Este tipo de prueba en vuelo es crucial, ya que valida la capacidad de la cápsula para proteger a los futuros astronautas ante posibles fallos técnicos en el momento más crítico del ascenso hacia el espacio. La separación se realizó cuando el conjunto se encontraba a aproximadamente 11 kilómetros de altitud, y la cápsula descendió de forma controlada bajo paracaídas hasta amerizar en el mar frente a la costa de Hainan.

Simultáneamente, el cohete Larga Marcha 10A continuó su trayectoria suborbital hasta alcanzar más de 100 km de altitud antes de realizar un descenso también controlado hacia el océano. En dicha prueba se integraron tecnologías destinadas a la recuperación y posible reutilización de la primera etapa, lo que representa un avance técnico importante dentro del programa.

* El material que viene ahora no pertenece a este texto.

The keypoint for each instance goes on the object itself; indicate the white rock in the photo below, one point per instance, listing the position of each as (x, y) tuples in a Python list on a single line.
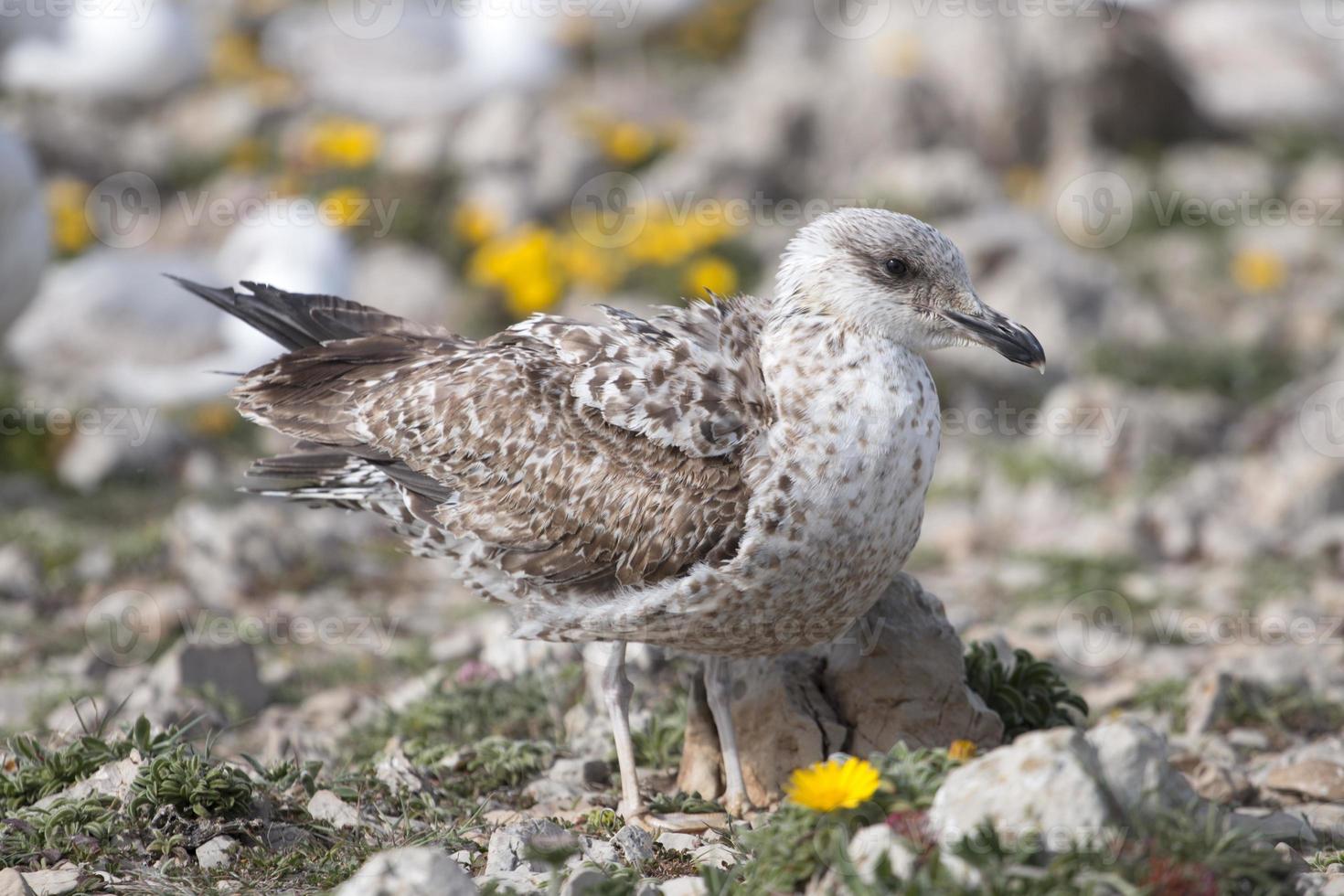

Además de confirmar la efectividad del sistema de escape, el ensayo sirvió para evaluar aspectos del lanzador Larga Marcha 10, diseñado para ser el vehículo principal en futuras misiones tripuladas hacia la Luna. Esta serie de cohetes forma parte del ambicioso plan lunar de China, que incluye no sólo el alunizaje con astronautas, sino también la posible construcción de una base de investigación en el polo sur de nuestro satélite.

Con esta prueba, China suma otro hito dentro de sus actividades espaciales, acumulando datos y experiencia que serán esenciales para los próximos vuelos de prueba y, eventualmente, para misiones con tripulación humana hacia la superficie lunar antes de finales de esta década.